帰国直前に、ボツワナで過ごした日々について現役隊員からインタビューさせていただきました。
本記事では、環境教育隊員としてトロッケン県庁に派遣された伊藤きららさんのお話を紹介します。
早速ですが、伊藤さんの主な活動内容を教えてください。
調査・教育・開発の主に3つの軸で活動していました。
まず『調査』では、継続的なゴミの減量化とゴミ分別を目的とした廃棄物管理システムを開発することを目標に据え、1日にどれぐらい、どんなゴミが出ているのか調査しました。
『教育』では、地域住民に向けて環境教育を実施しました。はじめは大人へ授業をしていたのですが、次第に子どもへの教育にシフトしました。
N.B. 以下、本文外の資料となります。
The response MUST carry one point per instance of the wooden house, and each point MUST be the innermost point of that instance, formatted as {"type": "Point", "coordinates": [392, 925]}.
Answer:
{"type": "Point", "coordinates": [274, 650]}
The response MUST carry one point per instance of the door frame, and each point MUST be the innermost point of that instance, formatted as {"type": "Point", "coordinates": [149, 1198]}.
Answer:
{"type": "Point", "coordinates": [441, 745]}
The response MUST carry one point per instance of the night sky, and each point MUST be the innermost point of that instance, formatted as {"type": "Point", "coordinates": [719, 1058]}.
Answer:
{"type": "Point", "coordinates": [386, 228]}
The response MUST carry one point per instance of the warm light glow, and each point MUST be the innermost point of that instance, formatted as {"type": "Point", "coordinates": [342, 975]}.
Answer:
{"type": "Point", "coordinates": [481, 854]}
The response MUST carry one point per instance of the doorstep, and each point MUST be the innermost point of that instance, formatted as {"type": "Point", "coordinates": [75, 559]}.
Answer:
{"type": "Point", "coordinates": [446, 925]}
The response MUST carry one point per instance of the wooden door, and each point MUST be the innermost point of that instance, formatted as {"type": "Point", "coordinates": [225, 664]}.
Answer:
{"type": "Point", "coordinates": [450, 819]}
私は配属組織にとって初めて派遣されたボランティアだったこともあり環境教育が全く実施されていなかったので、0から始めました。
最後の『開発』では、ゴミ分別を目的とした地域住民共用のゴミ置き場の建設を企画しました。残念ながら私の派遣中には完成しませんでしたが、現在建設中です。
2年間を通して、ボツワナ国内の他の隊員と協力する機会も多くありました。クリーンアップキャンペーンと題してゴミ収集のキャンペーンを実施したり、他の隊員の配属先で出前授業を実施しました。
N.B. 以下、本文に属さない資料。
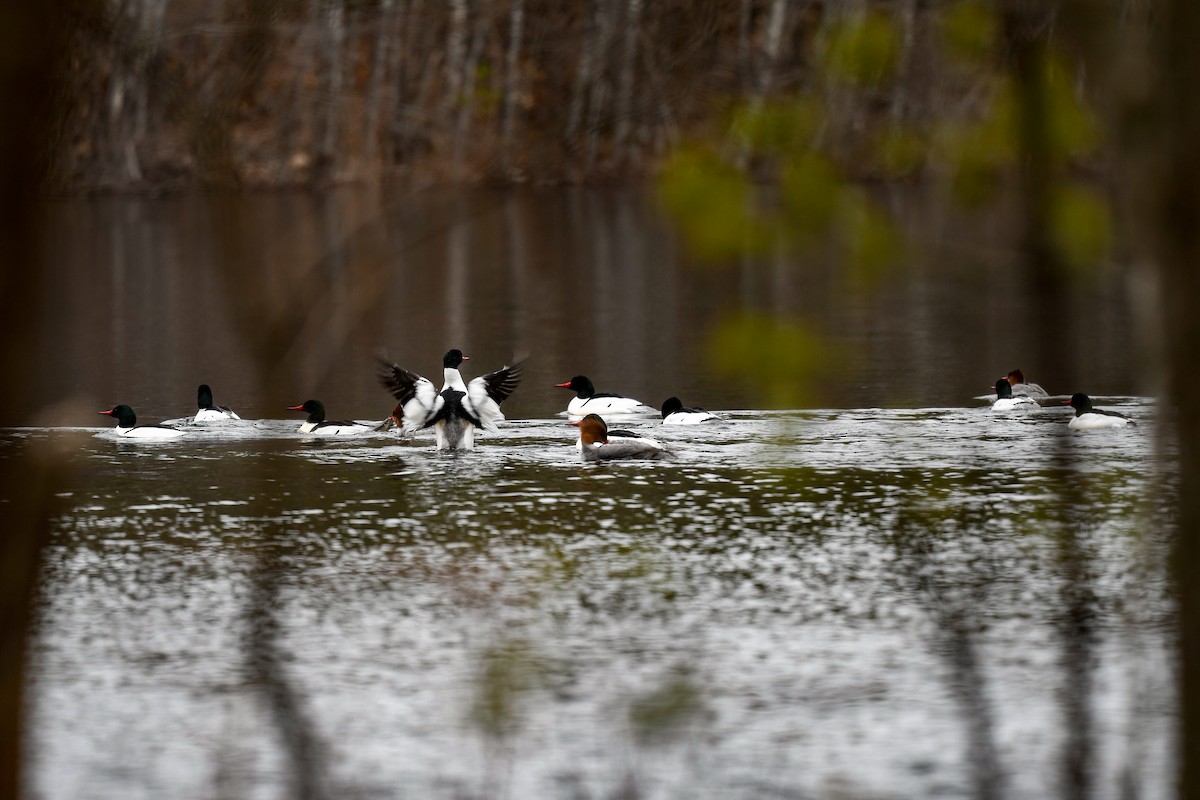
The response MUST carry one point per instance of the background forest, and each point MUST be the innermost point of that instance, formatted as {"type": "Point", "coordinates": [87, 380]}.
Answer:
{"type": "Point", "coordinates": [759, 124]}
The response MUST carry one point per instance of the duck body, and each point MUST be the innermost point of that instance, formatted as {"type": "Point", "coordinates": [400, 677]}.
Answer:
{"type": "Point", "coordinates": [209, 413]}
{"type": "Point", "coordinates": [588, 401]}
{"type": "Point", "coordinates": [597, 445]}
{"type": "Point", "coordinates": [676, 413]}
{"type": "Point", "coordinates": [318, 426]}
{"type": "Point", "coordinates": [127, 426]}
{"type": "Point", "coordinates": [1093, 419]}
{"type": "Point", "coordinates": [1005, 400]}
{"type": "Point", "coordinates": [459, 408]}
{"type": "Point", "coordinates": [1023, 389]}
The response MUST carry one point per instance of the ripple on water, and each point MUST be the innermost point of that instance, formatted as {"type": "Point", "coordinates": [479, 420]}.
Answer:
{"type": "Point", "coordinates": [784, 607]}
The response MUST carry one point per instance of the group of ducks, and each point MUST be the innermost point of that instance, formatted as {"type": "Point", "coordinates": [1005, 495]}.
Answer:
{"type": "Point", "coordinates": [460, 408]}
{"type": "Point", "coordinates": [1013, 394]}
{"type": "Point", "coordinates": [455, 411]}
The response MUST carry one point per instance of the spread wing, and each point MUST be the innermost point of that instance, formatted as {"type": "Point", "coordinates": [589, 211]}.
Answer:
{"type": "Point", "coordinates": [486, 392]}
{"type": "Point", "coordinates": [418, 401]}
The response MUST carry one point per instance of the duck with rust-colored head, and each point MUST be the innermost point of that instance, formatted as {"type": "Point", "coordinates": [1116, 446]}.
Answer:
{"type": "Point", "coordinates": [595, 445]}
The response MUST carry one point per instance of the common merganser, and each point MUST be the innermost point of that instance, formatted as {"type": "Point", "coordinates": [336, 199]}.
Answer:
{"type": "Point", "coordinates": [459, 408]}
{"type": "Point", "coordinates": [1091, 419]}
{"type": "Point", "coordinates": [595, 444]}
{"type": "Point", "coordinates": [208, 411]}
{"type": "Point", "coordinates": [1021, 389]}
{"type": "Point", "coordinates": [127, 426]}
{"type": "Point", "coordinates": [1005, 400]}
{"type": "Point", "coordinates": [319, 426]}
{"type": "Point", "coordinates": [673, 413]}
{"type": "Point", "coordinates": [587, 400]}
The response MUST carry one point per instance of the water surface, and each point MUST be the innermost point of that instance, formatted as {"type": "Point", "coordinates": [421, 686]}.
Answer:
{"type": "Point", "coordinates": [868, 602]}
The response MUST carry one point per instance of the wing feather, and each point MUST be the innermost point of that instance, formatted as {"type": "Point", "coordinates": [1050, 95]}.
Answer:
{"type": "Point", "coordinates": [417, 397]}
{"type": "Point", "coordinates": [486, 392]}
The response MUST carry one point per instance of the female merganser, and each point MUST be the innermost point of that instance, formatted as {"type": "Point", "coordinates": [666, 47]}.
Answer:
{"type": "Point", "coordinates": [208, 411]}
{"type": "Point", "coordinates": [459, 408]}
{"type": "Point", "coordinates": [1021, 389]}
{"type": "Point", "coordinates": [1005, 400]}
{"type": "Point", "coordinates": [127, 426]}
{"type": "Point", "coordinates": [595, 444]}
{"type": "Point", "coordinates": [1090, 419]}
{"type": "Point", "coordinates": [318, 426]}
{"type": "Point", "coordinates": [587, 400]}
{"type": "Point", "coordinates": [673, 413]}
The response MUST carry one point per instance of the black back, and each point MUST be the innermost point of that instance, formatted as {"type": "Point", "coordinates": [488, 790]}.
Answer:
{"type": "Point", "coordinates": [203, 397]}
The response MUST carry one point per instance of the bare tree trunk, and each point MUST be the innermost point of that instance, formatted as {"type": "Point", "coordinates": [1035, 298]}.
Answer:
{"type": "Point", "coordinates": [773, 41]}
{"type": "Point", "coordinates": [333, 23]}
{"type": "Point", "coordinates": [625, 88]}
{"type": "Point", "coordinates": [384, 22]}
{"type": "Point", "coordinates": [456, 56]}
{"type": "Point", "coordinates": [138, 31]}
{"type": "Point", "coordinates": [471, 70]}
{"type": "Point", "coordinates": [588, 59]}
{"type": "Point", "coordinates": [904, 67]}
{"type": "Point", "coordinates": [511, 85]}
{"type": "Point", "coordinates": [35, 78]}
{"type": "Point", "coordinates": [598, 94]}
{"type": "Point", "coordinates": [1177, 211]}
{"type": "Point", "coordinates": [745, 54]}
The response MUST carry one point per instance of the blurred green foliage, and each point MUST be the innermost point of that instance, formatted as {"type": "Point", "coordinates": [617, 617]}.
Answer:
{"type": "Point", "coordinates": [743, 343]}
{"type": "Point", "coordinates": [1080, 226]}
{"type": "Point", "coordinates": [664, 713]}
{"type": "Point", "coordinates": [970, 31]}
{"type": "Point", "coordinates": [863, 50]}
{"type": "Point", "coordinates": [790, 178]}
{"type": "Point", "coordinates": [711, 200]}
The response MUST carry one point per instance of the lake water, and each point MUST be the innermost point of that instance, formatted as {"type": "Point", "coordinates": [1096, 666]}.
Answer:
{"type": "Point", "coordinates": [897, 594]}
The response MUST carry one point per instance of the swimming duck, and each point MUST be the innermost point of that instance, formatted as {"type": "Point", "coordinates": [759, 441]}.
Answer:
{"type": "Point", "coordinates": [209, 413]}
{"type": "Point", "coordinates": [1091, 419]}
{"type": "Point", "coordinates": [588, 401]}
{"type": "Point", "coordinates": [459, 408]}
{"type": "Point", "coordinates": [1005, 400]}
{"type": "Point", "coordinates": [675, 413]}
{"type": "Point", "coordinates": [319, 426]}
{"type": "Point", "coordinates": [595, 444]}
{"type": "Point", "coordinates": [127, 426]}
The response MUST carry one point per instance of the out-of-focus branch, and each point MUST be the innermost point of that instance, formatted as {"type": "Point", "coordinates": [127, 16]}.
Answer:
{"type": "Point", "coordinates": [33, 67]}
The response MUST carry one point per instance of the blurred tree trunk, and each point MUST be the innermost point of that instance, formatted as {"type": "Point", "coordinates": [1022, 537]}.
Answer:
{"type": "Point", "coordinates": [583, 72]}
{"type": "Point", "coordinates": [34, 78]}
{"type": "Point", "coordinates": [471, 73]}
{"type": "Point", "coordinates": [599, 89]}
{"type": "Point", "coordinates": [511, 86]}
{"type": "Point", "coordinates": [331, 19]}
{"type": "Point", "coordinates": [456, 56]}
{"type": "Point", "coordinates": [384, 24]}
{"type": "Point", "coordinates": [137, 30]}
{"type": "Point", "coordinates": [1177, 210]}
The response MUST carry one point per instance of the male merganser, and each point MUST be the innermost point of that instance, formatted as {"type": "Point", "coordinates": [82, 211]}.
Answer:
{"type": "Point", "coordinates": [587, 400]}
{"type": "Point", "coordinates": [318, 426]}
{"type": "Point", "coordinates": [595, 444]}
{"type": "Point", "coordinates": [1005, 400]}
{"type": "Point", "coordinates": [1090, 419]}
{"type": "Point", "coordinates": [459, 408]}
{"type": "Point", "coordinates": [127, 426]}
{"type": "Point", "coordinates": [673, 413]}
{"type": "Point", "coordinates": [1021, 389]}
{"type": "Point", "coordinates": [208, 411]}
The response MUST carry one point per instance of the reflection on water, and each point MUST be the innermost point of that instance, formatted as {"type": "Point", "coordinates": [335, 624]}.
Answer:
{"type": "Point", "coordinates": [814, 603]}
{"type": "Point", "coordinates": [850, 601]}
{"type": "Point", "coordinates": [149, 301]}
これまでのキャリアと、環境教育を選んだ理由を教えていただけますか?
環境問題について、学生時代から開発途上国を訪れる中で強い関心を持ち、意識的に取り組んでいましたが、元々、文系だったので学問として取り組むことはなかったもののずっと自分の力で貢献したいという思いがありました。
一度目に派遣された*コスタリカに行く前は人材系の会社でコーディネーターとして働いていたのですが、自分の中でずっと国際協力の現場で環境問題に取り組みたいという気持ちがあり、思い切って退職して協力隊に挑戦しました。
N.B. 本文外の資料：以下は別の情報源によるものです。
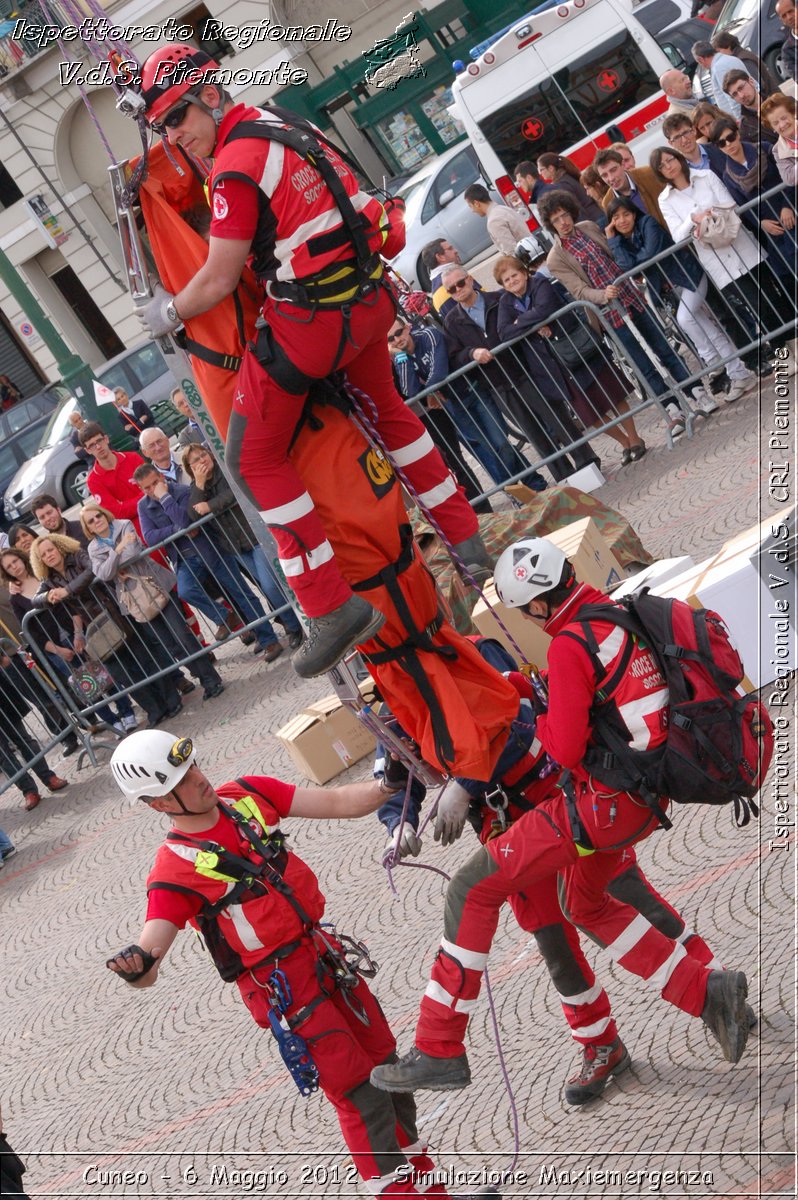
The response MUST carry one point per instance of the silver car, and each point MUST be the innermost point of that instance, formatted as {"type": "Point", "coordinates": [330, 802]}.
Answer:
{"type": "Point", "coordinates": [435, 208]}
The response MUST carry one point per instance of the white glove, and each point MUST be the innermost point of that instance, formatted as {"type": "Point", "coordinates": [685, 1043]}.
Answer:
{"type": "Point", "coordinates": [453, 810]}
{"type": "Point", "coordinates": [408, 845]}
{"type": "Point", "coordinates": [153, 313]}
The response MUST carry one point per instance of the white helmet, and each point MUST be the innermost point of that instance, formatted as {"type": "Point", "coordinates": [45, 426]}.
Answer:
{"type": "Point", "coordinates": [151, 762]}
{"type": "Point", "coordinates": [527, 570]}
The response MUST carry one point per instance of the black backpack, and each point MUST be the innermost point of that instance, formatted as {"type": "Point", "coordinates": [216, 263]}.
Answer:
{"type": "Point", "coordinates": [719, 741]}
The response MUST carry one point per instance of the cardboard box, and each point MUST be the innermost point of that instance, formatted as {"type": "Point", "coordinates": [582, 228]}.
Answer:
{"type": "Point", "coordinates": [324, 739]}
{"type": "Point", "coordinates": [586, 479]}
{"type": "Point", "coordinates": [593, 562]}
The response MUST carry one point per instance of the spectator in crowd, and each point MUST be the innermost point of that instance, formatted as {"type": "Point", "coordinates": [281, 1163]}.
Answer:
{"type": "Point", "coordinates": [22, 537]}
{"type": "Point", "coordinates": [634, 239]}
{"type": "Point", "coordinates": [15, 738]}
{"type": "Point", "coordinates": [595, 187]}
{"type": "Point", "coordinates": [47, 511]}
{"type": "Point", "coordinates": [118, 556]}
{"type": "Point", "coordinates": [582, 262]}
{"type": "Point", "coordinates": [163, 511]}
{"type": "Point", "coordinates": [559, 172]}
{"type": "Point", "coordinates": [472, 406]}
{"type": "Point", "coordinates": [787, 15]}
{"type": "Point", "coordinates": [743, 88]}
{"type": "Point", "coordinates": [46, 629]}
{"type": "Point", "coordinates": [781, 114]}
{"type": "Point", "coordinates": [719, 65]}
{"type": "Point", "coordinates": [527, 180]}
{"type": "Point", "coordinates": [627, 157]}
{"type": "Point", "coordinates": [726, 43]}
{"type": "Point", "coordinates": [111, 480]}
{"type": "Point", "coordinates": [9, 393]}
{"type": "Point", "coordinates": [750, 173]}
{"type": "Point", "coordinates": [64, 569]}
{"type": "Point", "coordinates": [733, 269]}
{"type": "Point", "coordinates": [681, 133]}
{"type": "Point", "coordinates": [678, 91]}
{"type": "Point", "coordinates": [232, 533]}
{"type": "Point", "coordinates": [133, 414]}
{"type": "Point", "coordinates": [155, 445]}
{"type": "Point", "coordinates": [639, 184]}
{"type": "Point", "coordinates": [419, 355]}
{"type": "Point", "coordinates": [535, 399]}
{"type": "Point", "coordinates": [505, 228]}
{"type": "Point", "coordinates": [191, 432]}
{"type": "Point", "coordinates": [77, 421]}
{"type": "Point", "coordinates": [599, 389]}
{"type": "Point", "coordinates": [703, 118]}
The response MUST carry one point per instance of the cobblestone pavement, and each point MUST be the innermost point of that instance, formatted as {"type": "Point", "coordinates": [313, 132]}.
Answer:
{"type": "Point", "coordinates": [178, 1085]}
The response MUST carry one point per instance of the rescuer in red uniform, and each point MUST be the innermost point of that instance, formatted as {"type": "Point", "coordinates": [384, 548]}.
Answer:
{"type": "Point", "coordinates": [225, 869]}
{"type": "Point", "coordinates": [583, 832]}
{"type": "Point", "coordinates": [294, 208]}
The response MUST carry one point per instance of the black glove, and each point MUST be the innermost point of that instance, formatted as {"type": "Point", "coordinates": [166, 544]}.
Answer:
{"type": "Point", "coordinates": [132, 976]}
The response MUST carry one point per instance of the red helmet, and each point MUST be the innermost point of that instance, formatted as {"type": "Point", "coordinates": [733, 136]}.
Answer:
{"type": "Point", "coordinates": [169, 73]}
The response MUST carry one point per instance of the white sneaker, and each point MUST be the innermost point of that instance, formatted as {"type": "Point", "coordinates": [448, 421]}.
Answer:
{"type": "Point", "coordinates": [703, 402]}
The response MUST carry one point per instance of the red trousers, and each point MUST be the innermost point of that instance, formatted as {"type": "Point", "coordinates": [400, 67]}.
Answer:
{"type": "Point", "coordinates": [264, 418]}
{"type": "Point", "coordinates": [378, 1128]}
{"type": "Point", "coordinates": [531, 853]}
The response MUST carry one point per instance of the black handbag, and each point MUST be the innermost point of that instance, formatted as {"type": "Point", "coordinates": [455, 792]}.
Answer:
{"type": "Point", "coordinates": [576, 346]}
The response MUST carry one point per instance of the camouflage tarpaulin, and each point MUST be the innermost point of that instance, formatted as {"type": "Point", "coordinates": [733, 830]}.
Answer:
{"type": "Point", "coordinates": [543, 514]}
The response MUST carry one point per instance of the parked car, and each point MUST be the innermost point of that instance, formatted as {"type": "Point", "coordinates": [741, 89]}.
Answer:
{"type": "Point", "coordinates": [52, 465]}
{"type": "Point", "coordinates": [435, 208]}
{"type": "Point", "coordinates": [21, 432]}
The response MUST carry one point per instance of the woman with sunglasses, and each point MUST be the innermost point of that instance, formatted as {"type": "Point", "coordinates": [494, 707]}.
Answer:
{"type": "Point", "coordinates": [750, 174]}
{"type": "Point", "coordinates": [735, 269]}
{"type": "Point", "coordinates": [635, 238]}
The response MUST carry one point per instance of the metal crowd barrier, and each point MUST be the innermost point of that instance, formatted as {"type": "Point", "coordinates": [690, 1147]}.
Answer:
{"type": "Point", "coordinates": [509, 401]}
*伊藤さんは2019年4月からコスタリカに派遣後、2020年3月に新型コロナ流行に伴い帰国。2022年7月より任国を変えボツワナに派遣された。
活動する上で直面した困難や、それを乗り越えた方法があれば教えてください。
派遣された当初は地域住民、大人に向けて環境教育をしていましたが「ゴミの分別をしたらお金を貰えるのか?」と言われるばかりでした。まずは配属先のカウンシルの職員にゴミ分別の方法を指導しようとした際にも、お金を貰えないなら取り組みたくないという人が多かったです。そもそも子どもの頃にゴミ分別やポイ捨てについて学んでいないので、大人になってから意識を変えることは非常に難しいです。
そこで、子どもへの環境教育にシフトすることに決めました。
しかし、学校で環境教育を始めた際、いざ学校で分別表記のついたゴミ箱を置いても意味がなかったのです。教育がまだ行き届いてないので、ゴミ箱を設置しても結局どのゴミもごちゃ混ぜにされてしまいました。
それにより本来の用途として設置するのではなく、授業の中で敎育用として使用することに決めました。
ボツワナに来てよかったと思う瞬間、出来事はありますか?
トラブルによりしばらく配属先に行けなかった時期があり、しばらくぶりの活動に少し緊張していた日がありました。そんな中、同僚たちは無邪気な笑顔で「おかえり!」と迎えてくれたんです。優しい人たちだなと改めて感じました。
またボツワナ人たちはみんな、月曜日に出勤しても朝から笑顔なんですよね。そんなところも素敵だなと思います。
帰国後のプランを教えてください。
環境問題について専門的に学びたいと思い、環境系の人材育成プログラムやフィールドワークの運営、自治体に政策提言を実施する環境NGOで勤務する予定です。
そして、来年からは環境マネジメント学の研究のため大学院への進学を検討しています。
これから協力隊に参加する隊員や応募を考える方へのメッセージ、アドバイスをお願いします!
不安を恐れずに挑戦してみてください、絶対に世界が広がります。
私はサブサハラ以南のアフリカを旅行したことがなく、協力隊として初めてこの地域に来ました。
日本とはもちろん全く文化が違って、日本にいるだけではわからない、日本の良いところも悪いところも両方見えてきます。自分の価値観も変わり、かけがえないの無い一生もののたくさんの出逢いがありました。ボツワナに来て本当によかったと思います。
2年間は長いです。活動しなきゃ、何かやらなきゃと思ってついエンジン全開にしがちですが、ペース配分が大切です。何もしていないような感じても、実際は居るだけで小さな変化をもたらしているので、焦らず自分のペースを大切に活動してみてください。